Here we have another one of those silly scripted Chevron ads that pretend to show regular citizens saying the same thing as a Chevron employee so they can brainwash us all into raping the Earth so they can get filthy rich and destroy the environment at the same time (those monsters!). But we’re onto them! We don’t need energy anyway! I prefer to read in the dark with night vision goggles anyway and just wear twenty sweaters when it gets cold! But I do like flammable water, so they can do whatever they want as far as I’m concerned, so long as I get my palm greased.

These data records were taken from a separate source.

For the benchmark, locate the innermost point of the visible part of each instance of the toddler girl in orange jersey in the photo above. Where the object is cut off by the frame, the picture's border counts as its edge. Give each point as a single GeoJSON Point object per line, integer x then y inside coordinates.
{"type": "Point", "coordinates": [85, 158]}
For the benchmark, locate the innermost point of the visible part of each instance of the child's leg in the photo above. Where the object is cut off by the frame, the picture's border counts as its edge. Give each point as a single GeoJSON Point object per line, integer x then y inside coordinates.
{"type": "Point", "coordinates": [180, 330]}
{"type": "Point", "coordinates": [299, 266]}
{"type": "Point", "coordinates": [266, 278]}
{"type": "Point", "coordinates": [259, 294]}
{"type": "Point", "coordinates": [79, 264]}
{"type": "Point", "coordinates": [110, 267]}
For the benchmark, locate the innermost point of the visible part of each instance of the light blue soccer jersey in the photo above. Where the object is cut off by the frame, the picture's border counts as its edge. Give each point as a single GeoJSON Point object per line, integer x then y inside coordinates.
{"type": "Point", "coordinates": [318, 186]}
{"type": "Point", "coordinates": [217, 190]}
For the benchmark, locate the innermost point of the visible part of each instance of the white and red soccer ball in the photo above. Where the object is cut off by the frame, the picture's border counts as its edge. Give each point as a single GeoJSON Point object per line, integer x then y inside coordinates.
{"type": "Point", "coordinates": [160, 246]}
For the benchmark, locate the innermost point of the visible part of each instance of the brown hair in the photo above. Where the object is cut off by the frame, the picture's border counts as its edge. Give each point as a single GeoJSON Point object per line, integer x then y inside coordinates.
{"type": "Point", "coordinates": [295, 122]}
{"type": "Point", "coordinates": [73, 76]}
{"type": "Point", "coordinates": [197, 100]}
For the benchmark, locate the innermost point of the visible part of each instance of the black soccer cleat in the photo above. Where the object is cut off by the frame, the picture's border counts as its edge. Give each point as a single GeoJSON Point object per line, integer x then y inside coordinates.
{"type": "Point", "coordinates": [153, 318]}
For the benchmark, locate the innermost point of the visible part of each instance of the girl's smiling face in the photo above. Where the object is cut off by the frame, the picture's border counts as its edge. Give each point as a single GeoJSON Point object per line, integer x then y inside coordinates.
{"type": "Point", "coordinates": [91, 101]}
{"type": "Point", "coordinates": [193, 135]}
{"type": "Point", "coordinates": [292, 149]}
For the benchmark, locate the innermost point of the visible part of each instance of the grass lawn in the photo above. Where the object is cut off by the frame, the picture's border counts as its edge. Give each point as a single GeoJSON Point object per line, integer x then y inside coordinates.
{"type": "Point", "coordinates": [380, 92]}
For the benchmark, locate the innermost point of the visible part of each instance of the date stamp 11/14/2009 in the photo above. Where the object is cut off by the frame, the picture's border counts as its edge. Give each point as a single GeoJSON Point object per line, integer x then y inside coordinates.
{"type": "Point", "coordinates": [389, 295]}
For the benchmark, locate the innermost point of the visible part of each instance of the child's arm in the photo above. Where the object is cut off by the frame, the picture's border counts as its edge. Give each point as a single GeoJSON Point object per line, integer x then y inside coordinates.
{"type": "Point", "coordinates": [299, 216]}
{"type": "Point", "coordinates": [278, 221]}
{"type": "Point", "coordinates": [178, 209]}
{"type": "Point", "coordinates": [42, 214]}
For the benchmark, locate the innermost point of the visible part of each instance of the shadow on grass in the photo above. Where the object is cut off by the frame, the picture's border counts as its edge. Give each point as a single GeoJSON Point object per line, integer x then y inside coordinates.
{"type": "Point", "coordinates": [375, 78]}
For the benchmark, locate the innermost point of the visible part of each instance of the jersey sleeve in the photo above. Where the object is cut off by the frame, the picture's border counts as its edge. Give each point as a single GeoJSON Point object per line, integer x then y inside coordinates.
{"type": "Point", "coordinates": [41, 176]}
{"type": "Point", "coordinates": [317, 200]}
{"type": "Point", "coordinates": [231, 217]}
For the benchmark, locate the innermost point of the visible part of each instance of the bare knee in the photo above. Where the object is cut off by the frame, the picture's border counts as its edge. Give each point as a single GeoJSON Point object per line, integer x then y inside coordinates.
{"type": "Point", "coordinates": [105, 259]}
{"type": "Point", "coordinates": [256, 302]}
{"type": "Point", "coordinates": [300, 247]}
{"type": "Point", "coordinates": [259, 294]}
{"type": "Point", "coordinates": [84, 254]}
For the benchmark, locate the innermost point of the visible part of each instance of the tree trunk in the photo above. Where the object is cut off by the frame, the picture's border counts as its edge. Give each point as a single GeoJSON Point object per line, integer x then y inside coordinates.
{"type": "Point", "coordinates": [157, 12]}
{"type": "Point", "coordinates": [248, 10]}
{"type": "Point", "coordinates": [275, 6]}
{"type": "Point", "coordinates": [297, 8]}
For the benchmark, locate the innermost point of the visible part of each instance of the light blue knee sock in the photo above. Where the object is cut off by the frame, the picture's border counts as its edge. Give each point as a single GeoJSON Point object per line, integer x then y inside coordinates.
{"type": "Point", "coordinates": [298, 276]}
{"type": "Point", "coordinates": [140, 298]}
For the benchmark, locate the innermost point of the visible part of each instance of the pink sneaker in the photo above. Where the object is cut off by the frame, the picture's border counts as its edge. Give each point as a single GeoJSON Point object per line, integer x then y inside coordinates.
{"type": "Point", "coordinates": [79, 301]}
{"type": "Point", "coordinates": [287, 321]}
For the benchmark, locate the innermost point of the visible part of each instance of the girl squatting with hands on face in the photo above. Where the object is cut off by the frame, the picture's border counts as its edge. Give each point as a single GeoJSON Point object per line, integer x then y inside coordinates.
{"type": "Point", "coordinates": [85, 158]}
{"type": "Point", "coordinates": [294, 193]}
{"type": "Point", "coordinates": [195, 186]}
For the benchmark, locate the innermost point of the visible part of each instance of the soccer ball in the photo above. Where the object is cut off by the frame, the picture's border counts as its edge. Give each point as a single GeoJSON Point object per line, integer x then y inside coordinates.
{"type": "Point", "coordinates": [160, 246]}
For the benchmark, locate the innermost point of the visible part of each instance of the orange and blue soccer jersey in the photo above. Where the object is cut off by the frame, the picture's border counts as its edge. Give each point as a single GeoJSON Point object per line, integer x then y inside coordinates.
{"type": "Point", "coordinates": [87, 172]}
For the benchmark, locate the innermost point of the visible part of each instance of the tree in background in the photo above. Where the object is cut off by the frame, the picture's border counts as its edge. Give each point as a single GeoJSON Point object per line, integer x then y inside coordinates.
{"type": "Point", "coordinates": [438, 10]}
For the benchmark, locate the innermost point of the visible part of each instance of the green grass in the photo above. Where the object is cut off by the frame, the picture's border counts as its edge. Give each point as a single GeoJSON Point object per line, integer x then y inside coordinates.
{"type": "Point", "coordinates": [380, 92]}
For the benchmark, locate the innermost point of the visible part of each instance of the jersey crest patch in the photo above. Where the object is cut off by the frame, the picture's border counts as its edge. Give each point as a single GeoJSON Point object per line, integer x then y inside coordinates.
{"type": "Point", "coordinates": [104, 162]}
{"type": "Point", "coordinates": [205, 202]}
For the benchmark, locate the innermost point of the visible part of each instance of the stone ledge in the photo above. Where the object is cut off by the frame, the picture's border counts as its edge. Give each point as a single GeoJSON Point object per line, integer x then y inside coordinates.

But all jokes aside, why not have a sillier version of this Chevron ad to serve as an ad for the Matt Damon movie about gas fracking called Promised Land? It could be in this same format, but with Matt Damon’s character in one box, and with a townsperson opposed to hydraulic fracking in the other box. Then Matt Damon could say: “Hey, we all know we need energy, and we’ve got hundreds of years’ worth right underneath our feet!” And then the other person could say: “Yeah, so long as you don’t mind poisoned water!” And then Matt Damon could say: “Hey, that’s not true! Fracking is safe and efficient.” And the townie could say: “Yeah, whatever, you Earth-raping corporate greed monster!” And Matt Damon could say: “Hey, wait a minute here, we’re just trying to…” And the other person could interrupt him, saying, “…Destroy the environment!” And then Matt Damon could say: “Hey, shut up you smelly hippie; I’ll kick your ass!” And then the townie would say: “Bring it on, you lame avaricious oil lackey!” And then they could reach into each other’s boxes and start punching each other. Wouldn’t that be fun?
(I think this might be a more accurate representation of what a real-life version of this Chevron ad’s scenario would be.)